Había estado postrada en cama durante un mes con fiebre palúdica. Los médicos amablemente me dijeron que no había nada que pudieran hacer para ayudar, y los métodos alternativos de curación no habían traído alivio. Pero tenía la esperanza de que este no sería el final de la historia. Había llegado al punto en el que quería, más que nada, comprender quién y qué era yo realmente.
Eran cerca de las dos de la madrugada y la cuestión de mi identidad me mantenía despierta. Con la mirada fija en la pared del dormitorio, pensé en una teoría de la física cuántica, según la cual un átomo no existe necesariamente en un estado u otro, sino que puede estar en todos sus estados posibles a la vez, y que solo toma una forma particular cuando alguien lo observa. Para mí, esto apunta a la idea de que todo es en realidad consciencia.

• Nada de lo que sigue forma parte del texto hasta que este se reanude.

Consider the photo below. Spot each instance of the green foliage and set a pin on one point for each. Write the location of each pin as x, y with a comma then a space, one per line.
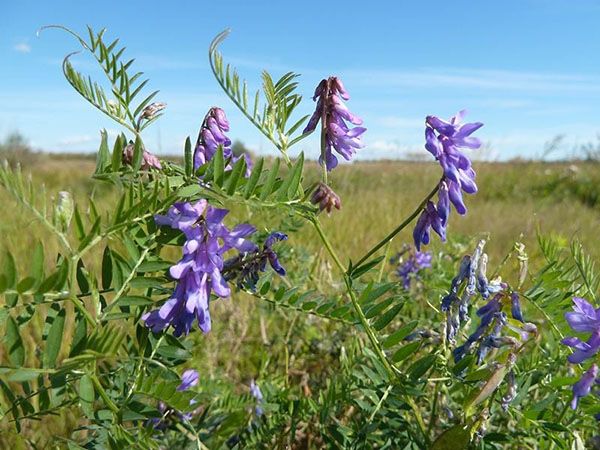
345, 356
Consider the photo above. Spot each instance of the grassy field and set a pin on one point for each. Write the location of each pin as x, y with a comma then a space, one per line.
514, 201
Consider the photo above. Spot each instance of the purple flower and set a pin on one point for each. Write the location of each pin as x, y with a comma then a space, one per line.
334, 114
444, 141
211, 136
412, 265
326, 198
189, 379
584, 385
429, 218
584, 318
198, 273
245, 267
516, 307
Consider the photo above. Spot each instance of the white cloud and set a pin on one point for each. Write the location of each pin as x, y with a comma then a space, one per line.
487, 79
71, 141
22, 47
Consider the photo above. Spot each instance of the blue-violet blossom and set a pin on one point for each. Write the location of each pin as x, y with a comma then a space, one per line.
584, 319
333, 114
198, 273
211, 136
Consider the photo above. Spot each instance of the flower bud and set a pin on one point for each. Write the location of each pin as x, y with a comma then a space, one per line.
150, 111
326, 198
64, 209
149, 160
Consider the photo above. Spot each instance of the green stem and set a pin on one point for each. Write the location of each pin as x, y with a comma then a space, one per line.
72, 294
100, 389
392, 373
324, 144
399, 228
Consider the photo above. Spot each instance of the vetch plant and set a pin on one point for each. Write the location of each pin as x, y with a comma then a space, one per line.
470, 359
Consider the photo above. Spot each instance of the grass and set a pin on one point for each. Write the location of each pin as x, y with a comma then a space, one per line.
514, 200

Mi pensamiento se dirigió a un libro que había estado leyendo sobre el cristianismo primitivo, que me recordó el heroísmo espiritual que me había atraído de niña a Cristo Jesús y a los apóstoles. Comencé a reflexionar: ¿Qué pasaría si Jesús y aquellos primeros cristianos hubieran demostrado que la sustancia es el Espíritu cuando sanaban condiciones físicas? ¿Qué pasaría si las curaciones registradas en los Evangelios fueran ejemplos del poder de la consciencia iluminada?